Por André Garcia
Segundo a Organização das Nações Unidas para a Alimentação e Agricultura (FAO), 70% da água doce é utilizada na irrigação de campos agrícolas. Em um cenário de falta de chuva e de baixas constantes no volume das bacias hidrográficas que nascem no Cerrado, isso pode ser um problema que vai muito além da questão ambiental.
Ao longo desta semana, o Gigante 163 traçou um panorama hídrico da região, apontando caminhos para a sua manutenção, o que também significa a manutenção do clima, do ciclo dos rios e da segurança econômica do Brasil. Nesta sexta-feira, 22/3, quando se comemora o Dia Mundial da Água, mostramos como o uso mais consciente da água faz parte de uma dinâmica de produção bem-sucedida.
À reportagem, o engenheiro florestal, Mauro Armelin, explicou o que o produtor pode fazer para reduzir o risco da falta de água. No caso de áreas ainda conservadas, o Código Florestal estabelece a medida de 50 metros ao redor das nascentes. Isso assegura a filtragem de sedimentos carregados pela erosão, especialmente no caso sistemas produtivos como a agricultura e a pecuária.
Diretor executivo da organização Amigos da Terra e membro do Observatório do Código Florestal, ele explica que, no caso de áreas já deterioradas, a restauração natural ao redor das nascentes pode remediar a situação.
“Conhecer a propriedade e fazer o manejo da água é uma questão de gestão. Ou seja, gerir os recursos desse espaço faz parte do escopo de trabalho do produtor. Para se ter uma rentabilidade boa, é preciso conhecer cada canto da sua terra”, afirma Mauro.
A partir desse reconhecimento do espaço, é possível identificar as áreas onde a deterioração é mais profunda e onde há maior a deficiência de nutrientes. A regra então é conhecer a propriedade, identificar as áreas de nascentes e priorizar.
“Todo produtor que observa um pouco sua terra consegue identificar uma seca de nascente. Mas, por exemplo, se ele comprou essa propriedade de terceiros, já em estado de deterioração, o primeiro passo é buscar histórico, seja com proprietários antigos ou com moradores da região.”
Embora não haja garantia de que a nascente vá brotar novamente, o ressurgimento da vegetação nativa cria novas áreas úmidas na propriedade, fortalecendo também o fluxo dos lençóis freáticos, que está relacionado à profundida das raízes das árvores. Neste contexto, Mauro lembra ter testemunhado os resultados desse conhecimento empírico em uma fazenda no Distrito Federal.

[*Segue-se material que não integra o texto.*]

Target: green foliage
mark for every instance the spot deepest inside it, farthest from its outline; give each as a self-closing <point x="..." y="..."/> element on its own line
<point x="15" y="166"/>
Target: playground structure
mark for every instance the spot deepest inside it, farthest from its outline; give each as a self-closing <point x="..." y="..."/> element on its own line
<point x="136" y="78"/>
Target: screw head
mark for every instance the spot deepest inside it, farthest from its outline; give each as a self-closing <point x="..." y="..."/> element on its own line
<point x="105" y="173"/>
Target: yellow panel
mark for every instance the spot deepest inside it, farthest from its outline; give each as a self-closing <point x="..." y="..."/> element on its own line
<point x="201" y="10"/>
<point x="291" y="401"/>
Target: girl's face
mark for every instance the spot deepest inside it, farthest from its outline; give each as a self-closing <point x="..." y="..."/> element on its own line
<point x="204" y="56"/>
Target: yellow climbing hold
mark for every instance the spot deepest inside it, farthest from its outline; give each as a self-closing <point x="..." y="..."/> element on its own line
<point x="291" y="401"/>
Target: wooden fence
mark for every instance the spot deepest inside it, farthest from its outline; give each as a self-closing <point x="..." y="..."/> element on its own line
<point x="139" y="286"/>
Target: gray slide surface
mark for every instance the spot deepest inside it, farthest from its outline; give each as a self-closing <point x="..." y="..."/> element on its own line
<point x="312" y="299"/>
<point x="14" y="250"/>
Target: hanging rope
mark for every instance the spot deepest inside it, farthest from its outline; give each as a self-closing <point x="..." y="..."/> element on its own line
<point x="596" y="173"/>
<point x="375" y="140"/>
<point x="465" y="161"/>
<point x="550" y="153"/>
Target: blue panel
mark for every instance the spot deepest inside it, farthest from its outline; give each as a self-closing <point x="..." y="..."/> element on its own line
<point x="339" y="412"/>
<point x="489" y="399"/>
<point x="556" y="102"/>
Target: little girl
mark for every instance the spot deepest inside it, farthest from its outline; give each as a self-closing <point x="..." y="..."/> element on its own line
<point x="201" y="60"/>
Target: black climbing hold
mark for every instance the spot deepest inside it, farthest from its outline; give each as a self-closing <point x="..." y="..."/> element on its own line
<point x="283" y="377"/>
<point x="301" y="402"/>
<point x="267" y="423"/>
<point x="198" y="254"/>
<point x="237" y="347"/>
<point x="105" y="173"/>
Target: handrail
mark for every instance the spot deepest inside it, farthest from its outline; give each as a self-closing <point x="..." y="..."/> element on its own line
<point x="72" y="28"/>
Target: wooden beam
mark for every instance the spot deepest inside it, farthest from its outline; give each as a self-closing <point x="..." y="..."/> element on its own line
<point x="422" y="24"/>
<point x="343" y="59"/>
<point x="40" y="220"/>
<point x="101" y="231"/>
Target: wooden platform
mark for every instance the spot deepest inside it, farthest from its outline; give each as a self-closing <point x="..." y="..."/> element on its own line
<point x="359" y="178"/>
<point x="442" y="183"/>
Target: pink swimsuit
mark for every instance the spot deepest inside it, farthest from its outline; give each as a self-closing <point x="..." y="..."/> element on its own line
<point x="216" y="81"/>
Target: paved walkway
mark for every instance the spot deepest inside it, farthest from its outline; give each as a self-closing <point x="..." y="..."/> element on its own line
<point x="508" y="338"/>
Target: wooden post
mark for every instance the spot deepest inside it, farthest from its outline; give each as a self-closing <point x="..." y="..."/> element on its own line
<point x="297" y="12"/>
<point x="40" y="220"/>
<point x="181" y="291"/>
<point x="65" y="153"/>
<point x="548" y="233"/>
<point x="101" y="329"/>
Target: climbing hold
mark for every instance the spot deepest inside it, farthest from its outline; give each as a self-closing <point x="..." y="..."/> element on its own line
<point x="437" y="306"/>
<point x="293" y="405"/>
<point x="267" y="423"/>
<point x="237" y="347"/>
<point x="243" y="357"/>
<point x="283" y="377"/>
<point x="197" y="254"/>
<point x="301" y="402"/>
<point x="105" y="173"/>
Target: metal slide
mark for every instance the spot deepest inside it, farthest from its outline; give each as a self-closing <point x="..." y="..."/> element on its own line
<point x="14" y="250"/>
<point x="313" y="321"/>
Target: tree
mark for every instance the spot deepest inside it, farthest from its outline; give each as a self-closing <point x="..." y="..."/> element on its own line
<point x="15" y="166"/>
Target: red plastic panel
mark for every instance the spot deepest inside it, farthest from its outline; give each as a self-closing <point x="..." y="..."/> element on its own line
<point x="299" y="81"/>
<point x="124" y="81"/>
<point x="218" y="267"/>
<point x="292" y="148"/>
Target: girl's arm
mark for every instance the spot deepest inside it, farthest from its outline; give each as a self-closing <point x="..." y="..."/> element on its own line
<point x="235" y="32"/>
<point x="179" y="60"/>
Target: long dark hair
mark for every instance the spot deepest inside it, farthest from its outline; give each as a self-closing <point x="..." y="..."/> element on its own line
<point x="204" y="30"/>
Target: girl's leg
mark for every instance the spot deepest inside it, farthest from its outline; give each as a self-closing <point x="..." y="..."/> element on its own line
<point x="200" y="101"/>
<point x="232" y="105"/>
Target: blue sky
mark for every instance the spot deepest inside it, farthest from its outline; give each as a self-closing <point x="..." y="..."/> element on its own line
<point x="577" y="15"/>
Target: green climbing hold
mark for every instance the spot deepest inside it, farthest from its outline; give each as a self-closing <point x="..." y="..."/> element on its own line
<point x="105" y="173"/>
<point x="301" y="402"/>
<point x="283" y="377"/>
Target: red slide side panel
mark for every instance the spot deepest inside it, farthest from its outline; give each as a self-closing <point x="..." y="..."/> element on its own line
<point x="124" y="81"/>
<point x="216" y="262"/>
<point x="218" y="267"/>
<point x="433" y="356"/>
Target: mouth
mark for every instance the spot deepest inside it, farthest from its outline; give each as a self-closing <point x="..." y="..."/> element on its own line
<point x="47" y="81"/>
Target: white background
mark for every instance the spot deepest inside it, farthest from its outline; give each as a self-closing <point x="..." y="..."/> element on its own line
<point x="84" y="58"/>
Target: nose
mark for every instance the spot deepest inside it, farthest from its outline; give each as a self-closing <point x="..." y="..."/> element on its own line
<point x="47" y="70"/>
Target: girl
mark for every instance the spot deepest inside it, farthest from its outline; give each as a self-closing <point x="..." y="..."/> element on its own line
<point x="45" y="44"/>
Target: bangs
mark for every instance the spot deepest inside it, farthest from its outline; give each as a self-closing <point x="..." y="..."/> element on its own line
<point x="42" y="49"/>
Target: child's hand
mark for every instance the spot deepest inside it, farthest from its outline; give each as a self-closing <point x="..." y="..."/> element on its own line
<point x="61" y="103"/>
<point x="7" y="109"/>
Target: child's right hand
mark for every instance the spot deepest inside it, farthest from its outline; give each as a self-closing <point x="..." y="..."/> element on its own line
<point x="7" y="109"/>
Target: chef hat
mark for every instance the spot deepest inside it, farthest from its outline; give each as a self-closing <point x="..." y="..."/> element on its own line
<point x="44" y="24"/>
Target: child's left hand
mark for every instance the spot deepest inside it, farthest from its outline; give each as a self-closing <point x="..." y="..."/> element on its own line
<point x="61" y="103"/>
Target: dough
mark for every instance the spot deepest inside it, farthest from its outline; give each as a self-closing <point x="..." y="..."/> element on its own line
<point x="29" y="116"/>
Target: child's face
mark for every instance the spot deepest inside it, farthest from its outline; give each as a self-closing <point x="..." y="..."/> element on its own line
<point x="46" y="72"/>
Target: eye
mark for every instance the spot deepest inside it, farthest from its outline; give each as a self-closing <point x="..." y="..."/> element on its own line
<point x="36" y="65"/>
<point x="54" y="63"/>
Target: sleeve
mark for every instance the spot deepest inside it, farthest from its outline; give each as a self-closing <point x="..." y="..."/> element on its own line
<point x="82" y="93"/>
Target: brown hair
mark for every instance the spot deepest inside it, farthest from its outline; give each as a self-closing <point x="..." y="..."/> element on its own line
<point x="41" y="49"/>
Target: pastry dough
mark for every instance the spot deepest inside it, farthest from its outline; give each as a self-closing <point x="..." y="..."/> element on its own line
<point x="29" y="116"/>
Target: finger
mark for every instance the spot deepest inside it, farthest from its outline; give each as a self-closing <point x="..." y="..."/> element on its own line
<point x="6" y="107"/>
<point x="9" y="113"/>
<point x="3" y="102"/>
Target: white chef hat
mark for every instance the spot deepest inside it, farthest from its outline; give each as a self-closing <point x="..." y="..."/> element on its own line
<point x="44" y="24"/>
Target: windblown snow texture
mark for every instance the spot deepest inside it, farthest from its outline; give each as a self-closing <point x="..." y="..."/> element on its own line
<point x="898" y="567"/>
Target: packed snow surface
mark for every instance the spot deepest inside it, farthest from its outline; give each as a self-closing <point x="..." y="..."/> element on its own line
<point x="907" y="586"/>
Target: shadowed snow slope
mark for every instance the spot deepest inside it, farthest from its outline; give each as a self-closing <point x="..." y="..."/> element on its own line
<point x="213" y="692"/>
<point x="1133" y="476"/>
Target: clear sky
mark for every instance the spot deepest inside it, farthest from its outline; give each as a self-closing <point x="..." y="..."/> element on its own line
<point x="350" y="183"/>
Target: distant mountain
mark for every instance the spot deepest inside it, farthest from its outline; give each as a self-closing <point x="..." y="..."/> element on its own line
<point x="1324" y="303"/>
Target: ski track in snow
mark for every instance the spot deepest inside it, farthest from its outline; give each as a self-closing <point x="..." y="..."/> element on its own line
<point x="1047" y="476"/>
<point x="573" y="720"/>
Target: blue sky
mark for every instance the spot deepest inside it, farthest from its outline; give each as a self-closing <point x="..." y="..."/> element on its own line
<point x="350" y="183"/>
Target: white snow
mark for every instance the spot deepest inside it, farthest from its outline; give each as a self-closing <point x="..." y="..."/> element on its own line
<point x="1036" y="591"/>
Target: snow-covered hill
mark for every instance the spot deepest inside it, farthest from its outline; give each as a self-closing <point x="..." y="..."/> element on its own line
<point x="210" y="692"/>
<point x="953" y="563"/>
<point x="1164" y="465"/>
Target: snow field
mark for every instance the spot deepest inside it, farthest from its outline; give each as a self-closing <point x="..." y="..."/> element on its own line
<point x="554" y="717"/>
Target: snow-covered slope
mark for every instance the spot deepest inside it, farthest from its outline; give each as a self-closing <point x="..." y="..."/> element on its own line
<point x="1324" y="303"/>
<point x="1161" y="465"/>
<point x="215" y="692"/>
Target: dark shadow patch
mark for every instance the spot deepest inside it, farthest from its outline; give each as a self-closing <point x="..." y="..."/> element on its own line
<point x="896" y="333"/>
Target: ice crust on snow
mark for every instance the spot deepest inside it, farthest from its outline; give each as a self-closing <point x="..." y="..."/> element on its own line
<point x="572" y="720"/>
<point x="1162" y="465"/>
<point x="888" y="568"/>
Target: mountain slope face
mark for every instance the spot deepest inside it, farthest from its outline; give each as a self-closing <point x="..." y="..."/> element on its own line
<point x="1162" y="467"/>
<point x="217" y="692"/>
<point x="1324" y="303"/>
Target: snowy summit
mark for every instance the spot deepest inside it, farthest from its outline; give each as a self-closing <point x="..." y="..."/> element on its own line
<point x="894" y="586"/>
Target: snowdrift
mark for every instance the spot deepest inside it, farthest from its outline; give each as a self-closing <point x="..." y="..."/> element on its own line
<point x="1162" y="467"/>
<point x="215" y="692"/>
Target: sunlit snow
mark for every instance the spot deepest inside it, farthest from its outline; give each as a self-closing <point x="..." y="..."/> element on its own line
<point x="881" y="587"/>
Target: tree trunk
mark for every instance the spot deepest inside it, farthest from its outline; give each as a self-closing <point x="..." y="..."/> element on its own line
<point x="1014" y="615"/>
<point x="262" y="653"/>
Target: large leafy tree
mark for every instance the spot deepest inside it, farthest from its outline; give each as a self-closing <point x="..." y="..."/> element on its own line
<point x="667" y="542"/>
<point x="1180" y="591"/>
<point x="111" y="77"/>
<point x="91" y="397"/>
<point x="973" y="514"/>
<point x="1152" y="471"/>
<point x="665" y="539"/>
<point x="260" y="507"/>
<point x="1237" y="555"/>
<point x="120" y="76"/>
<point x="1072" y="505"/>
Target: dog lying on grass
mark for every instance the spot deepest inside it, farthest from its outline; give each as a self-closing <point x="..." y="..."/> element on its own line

“Vi isso acontecer em Brasília, onde uma área passou por um processo de revegetação. O produtor identificou a área desmatada, com mais ou menos umidade e depois de replantar árvores nativas, passou a ter alguns chumaços de verde pela propriedade, o que foi suficiente para fazer brotar uma cacimba, um pequeno poço usado para irrigar”, conta.
Viabilidade
Uma série de projetos no Cerrado demonstra a viabilidade e a urgência de ações do tipo. Em parceria com mulheres indígenas do povo xavante, a Bunge, por exemplo, tem auxiliado na restauração de uma área de 52 hectares da Terra Indígena Pimentel Barbosa, no município de Canarana (MT), por meio da coleta de sementes nativas.
Outro caso de sucesso é o da Virada Ambiental, que, com parceria e boa vontade garantiu o reflorestamento de mais de 1.600 hectares de Cerrado. Idealizada pela Escola de Engenharia Civil e Ambiental da Universidade Federal de Goiás (UFG), a ação garantiu que mais de 1 milhão de mudas fossem semeadas nos últimos quatro anos.
“É uma medida financeiramente viável. É como plantar um jardim com espécies arbóreas”, avalia Armelin.
Novidade na legislação
Em agosto de 2023, o governo federal publicou a Lei 14.653, que prevê regras para intervenção e implantação de instalações necessárias à recuperação e proteção de nascentes. A medida altera duas legislações ambientais: o Código Florestal e a Política Nacional de Pagamento por Serviços Ambientais.
A nova legislação inclui na lista de atividades eventuais ou de baixo impacto ambiental ações com o objetivo de recompor a vegetação nativa no entorno de nascentes ou outras áreas degradadas. As intervenções terão que obedecer às normas dos órgãos do Sistema Nacional do Meio Ambiente (Sisnama).